G-7 CONTAGEM
25 de April de 2017

Administração municipal reconhece a importância do G-7 Contagem

Grupo representativo de toda a sociedade vai integrar a Junta de Recursos Fiscais

Um dos destaques da última reunião de trabalho do G-7 Contagem foi a avaliação do grupo “do reconhecimento à sua importância pela sociedade e especialmente pela administração municipal, avaliou Sanders Alves, presidente do G-7 e também da OAB – Ordem dos Advogados do Brasil – Subseção Contagem.
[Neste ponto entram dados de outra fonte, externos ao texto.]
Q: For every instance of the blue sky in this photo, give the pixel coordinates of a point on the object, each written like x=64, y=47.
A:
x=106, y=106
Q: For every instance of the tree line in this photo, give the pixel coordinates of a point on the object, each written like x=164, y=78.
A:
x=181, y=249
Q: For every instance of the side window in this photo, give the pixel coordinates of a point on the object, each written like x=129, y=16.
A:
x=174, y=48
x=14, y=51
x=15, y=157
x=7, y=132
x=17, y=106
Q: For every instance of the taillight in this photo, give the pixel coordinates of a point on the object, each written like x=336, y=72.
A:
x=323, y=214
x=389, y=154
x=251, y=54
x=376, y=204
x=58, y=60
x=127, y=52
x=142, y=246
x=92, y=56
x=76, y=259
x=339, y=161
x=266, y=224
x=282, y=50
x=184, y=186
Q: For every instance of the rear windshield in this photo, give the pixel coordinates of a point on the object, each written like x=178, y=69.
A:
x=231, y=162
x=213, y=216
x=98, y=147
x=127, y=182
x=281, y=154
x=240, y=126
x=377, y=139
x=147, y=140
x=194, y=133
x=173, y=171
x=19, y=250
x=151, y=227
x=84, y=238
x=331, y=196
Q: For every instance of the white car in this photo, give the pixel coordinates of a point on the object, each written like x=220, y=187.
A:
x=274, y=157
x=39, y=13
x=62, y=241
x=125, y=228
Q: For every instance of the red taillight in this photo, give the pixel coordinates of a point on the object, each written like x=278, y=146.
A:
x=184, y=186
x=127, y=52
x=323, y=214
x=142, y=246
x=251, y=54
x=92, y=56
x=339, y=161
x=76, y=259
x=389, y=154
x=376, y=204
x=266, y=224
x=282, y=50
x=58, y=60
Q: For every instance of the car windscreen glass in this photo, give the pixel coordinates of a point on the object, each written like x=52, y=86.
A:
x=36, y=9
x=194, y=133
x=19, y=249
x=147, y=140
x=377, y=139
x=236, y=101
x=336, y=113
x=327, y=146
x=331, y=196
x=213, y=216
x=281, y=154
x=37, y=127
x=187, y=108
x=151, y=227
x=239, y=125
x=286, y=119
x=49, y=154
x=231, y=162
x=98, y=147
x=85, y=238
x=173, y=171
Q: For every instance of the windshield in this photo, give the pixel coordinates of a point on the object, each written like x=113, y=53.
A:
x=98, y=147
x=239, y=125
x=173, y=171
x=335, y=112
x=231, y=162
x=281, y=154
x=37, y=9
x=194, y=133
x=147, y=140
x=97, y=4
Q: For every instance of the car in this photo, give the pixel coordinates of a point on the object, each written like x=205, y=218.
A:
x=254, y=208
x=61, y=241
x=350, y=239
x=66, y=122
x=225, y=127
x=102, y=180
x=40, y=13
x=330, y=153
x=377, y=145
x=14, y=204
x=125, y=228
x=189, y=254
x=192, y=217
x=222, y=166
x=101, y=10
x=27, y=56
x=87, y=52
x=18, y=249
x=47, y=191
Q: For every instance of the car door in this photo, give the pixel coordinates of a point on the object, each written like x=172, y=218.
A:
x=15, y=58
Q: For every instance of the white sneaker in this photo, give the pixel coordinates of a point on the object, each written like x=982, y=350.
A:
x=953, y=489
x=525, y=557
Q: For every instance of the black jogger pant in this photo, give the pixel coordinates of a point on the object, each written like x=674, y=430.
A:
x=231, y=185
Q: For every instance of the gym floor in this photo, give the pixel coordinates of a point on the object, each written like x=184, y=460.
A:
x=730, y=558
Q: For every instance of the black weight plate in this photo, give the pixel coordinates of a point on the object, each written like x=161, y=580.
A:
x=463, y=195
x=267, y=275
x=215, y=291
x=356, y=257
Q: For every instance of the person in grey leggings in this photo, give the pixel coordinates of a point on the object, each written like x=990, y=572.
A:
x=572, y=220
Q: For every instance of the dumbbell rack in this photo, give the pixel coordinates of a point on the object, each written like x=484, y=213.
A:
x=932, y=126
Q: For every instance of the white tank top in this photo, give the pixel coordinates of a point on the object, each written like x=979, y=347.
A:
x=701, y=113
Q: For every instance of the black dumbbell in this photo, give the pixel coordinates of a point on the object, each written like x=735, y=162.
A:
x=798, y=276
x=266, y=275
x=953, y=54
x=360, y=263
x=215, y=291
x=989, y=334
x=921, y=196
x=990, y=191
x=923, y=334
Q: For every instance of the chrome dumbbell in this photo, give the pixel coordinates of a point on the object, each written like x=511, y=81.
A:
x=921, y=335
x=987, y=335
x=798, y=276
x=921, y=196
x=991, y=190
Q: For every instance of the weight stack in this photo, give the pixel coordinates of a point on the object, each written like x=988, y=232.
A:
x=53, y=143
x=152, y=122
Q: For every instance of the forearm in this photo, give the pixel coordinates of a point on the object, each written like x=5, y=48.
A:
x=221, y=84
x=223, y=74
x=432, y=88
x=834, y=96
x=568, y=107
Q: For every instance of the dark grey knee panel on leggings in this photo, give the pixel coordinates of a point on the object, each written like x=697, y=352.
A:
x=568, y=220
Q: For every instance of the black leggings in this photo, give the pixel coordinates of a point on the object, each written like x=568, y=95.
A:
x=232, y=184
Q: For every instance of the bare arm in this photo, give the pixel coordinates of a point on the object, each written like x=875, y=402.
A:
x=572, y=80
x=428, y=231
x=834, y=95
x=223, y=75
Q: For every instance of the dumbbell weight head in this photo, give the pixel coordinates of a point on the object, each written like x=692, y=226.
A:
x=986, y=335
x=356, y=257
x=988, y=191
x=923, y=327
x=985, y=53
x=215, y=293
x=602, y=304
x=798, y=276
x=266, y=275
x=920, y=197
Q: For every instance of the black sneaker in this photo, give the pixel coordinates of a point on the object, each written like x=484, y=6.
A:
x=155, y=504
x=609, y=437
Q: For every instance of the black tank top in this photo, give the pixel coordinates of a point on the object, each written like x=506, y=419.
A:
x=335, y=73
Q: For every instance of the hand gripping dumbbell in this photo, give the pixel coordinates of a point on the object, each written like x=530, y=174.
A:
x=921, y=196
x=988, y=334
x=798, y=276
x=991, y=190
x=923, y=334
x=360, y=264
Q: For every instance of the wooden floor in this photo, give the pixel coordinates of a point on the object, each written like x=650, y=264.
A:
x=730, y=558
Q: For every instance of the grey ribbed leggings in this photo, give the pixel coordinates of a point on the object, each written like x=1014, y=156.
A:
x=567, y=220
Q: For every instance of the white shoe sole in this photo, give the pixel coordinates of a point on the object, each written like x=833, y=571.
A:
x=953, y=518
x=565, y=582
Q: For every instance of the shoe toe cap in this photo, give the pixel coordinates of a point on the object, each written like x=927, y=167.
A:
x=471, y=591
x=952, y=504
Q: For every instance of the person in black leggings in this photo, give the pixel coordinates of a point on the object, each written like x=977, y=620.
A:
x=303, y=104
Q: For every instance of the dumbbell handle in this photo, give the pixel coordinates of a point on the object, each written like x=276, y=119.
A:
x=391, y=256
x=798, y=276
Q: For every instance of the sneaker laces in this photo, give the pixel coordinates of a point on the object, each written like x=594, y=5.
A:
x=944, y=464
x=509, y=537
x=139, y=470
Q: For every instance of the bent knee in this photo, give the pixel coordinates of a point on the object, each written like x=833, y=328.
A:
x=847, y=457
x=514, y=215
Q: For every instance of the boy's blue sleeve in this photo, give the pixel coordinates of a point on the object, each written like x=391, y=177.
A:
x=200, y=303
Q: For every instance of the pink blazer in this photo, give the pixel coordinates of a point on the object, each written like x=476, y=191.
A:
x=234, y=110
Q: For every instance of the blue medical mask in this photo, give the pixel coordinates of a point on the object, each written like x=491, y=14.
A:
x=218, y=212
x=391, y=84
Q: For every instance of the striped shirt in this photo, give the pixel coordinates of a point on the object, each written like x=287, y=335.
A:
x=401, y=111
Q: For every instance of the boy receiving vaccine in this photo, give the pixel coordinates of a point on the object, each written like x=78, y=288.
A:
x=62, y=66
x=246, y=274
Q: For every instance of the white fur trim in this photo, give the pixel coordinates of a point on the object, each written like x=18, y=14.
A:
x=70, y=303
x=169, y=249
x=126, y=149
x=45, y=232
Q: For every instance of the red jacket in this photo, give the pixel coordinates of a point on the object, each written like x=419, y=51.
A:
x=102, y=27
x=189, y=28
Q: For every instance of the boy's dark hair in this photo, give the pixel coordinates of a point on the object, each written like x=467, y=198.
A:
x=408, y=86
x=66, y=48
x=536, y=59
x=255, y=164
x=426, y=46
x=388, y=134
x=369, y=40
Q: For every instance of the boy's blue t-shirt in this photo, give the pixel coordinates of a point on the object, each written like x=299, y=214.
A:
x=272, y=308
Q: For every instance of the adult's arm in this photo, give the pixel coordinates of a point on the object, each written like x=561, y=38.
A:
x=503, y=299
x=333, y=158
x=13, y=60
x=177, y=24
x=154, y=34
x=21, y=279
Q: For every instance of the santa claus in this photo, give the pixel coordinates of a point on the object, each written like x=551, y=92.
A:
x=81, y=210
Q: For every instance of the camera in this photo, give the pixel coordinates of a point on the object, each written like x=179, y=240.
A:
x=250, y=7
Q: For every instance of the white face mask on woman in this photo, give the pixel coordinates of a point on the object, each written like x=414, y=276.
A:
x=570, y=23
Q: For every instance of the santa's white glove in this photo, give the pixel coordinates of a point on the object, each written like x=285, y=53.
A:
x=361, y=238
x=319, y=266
Instituído em 2016, o grupo se apresentou, como representante dos diversos setores da sociedade, aos então candidatos ao executivo municipal, como forma de contribuir para o desenvolvimento econômico e social do município por meio da apresentação de demandas e soluções “e, como tal foi aprovado”, destacou Odimar Carmo, presidente do Conselho Regional de engenharia e Agronomia – CREA Contagem.

Para os representantes das entidades que compõem o grupo, as reuniões de trabalho que têm sido realizadas com o secretário Municipal de Desenvolvimento Econômico, René Vilela, interlocutor da prefeitura com o G-7, é outra demonstração desse reconhecimento. As reuniões com cada entidade para apresentação de demandas específicas do seu setor “têm sido altamente proveitosas e esclarecedoras”, destacou a superintendente Maria Helena Martins de Sá Guedes, representante do CIEMG, na reunião.

Outra demonstração desse reconhecimento da administração municipal à atuação e representatividade do grupo foi o convite do secretário Municipal de Fazenda, Gilberto Silva Ramos para que o G-7 integre a JRF – Junta de Recursos Fiscais do município, a partir de abril. Órgão responsável por julgamentos em segunda instância “em processo de reestruturação e renovação de seu quadro”, registra o secretário no ofício/convite.

Assim, nessa reunião, já foram, definidos os oito indicados do G-7 Contagem que integrarão as duas câmaras de julgamento como representantes dos contribuintes nas diversas atividades econômicas. Isso, porque serão duas câmaras, cada uma com quatro representantes do município, sendo dois titulares e dois suplentes e o mesmo número de representantes do lado dos contribuintes.

Outra questão importante que voltou à pauta do grupo, foi a inconstitucionalidade do feriado da Consciência Negra “que ainda não foi solucionado”, lembrou Dimas Fonseca, representante da ACIC – Associação Comercial e Industrial de Contagem.  Essa, uma questão que traz grandes prejuízos para toda a sociedade. Na ocasião, foi relembrada a informação do presidente do CIEMG, José Agostinho da Silveira Neto de que: “É de R$ 80 milhões, o prejuízo de cada feriado na indústria, e não deve ser diferente no comércio e serviços”.

Essa é uma questão que atinge todos os setores, identificada pelo grupo que tem articulado e negociado alternativas para reduzir o impacto dos prejuízos causados na economia, lembrou a superintendente Maria Helena. Assim, se o impasse permanecer nessa questão, o grupo decidiu que entrará na Justiça com uma ADIN – Ação Direta de Inconstitucionalidade contra o feriado que ultrapassa o limite no município.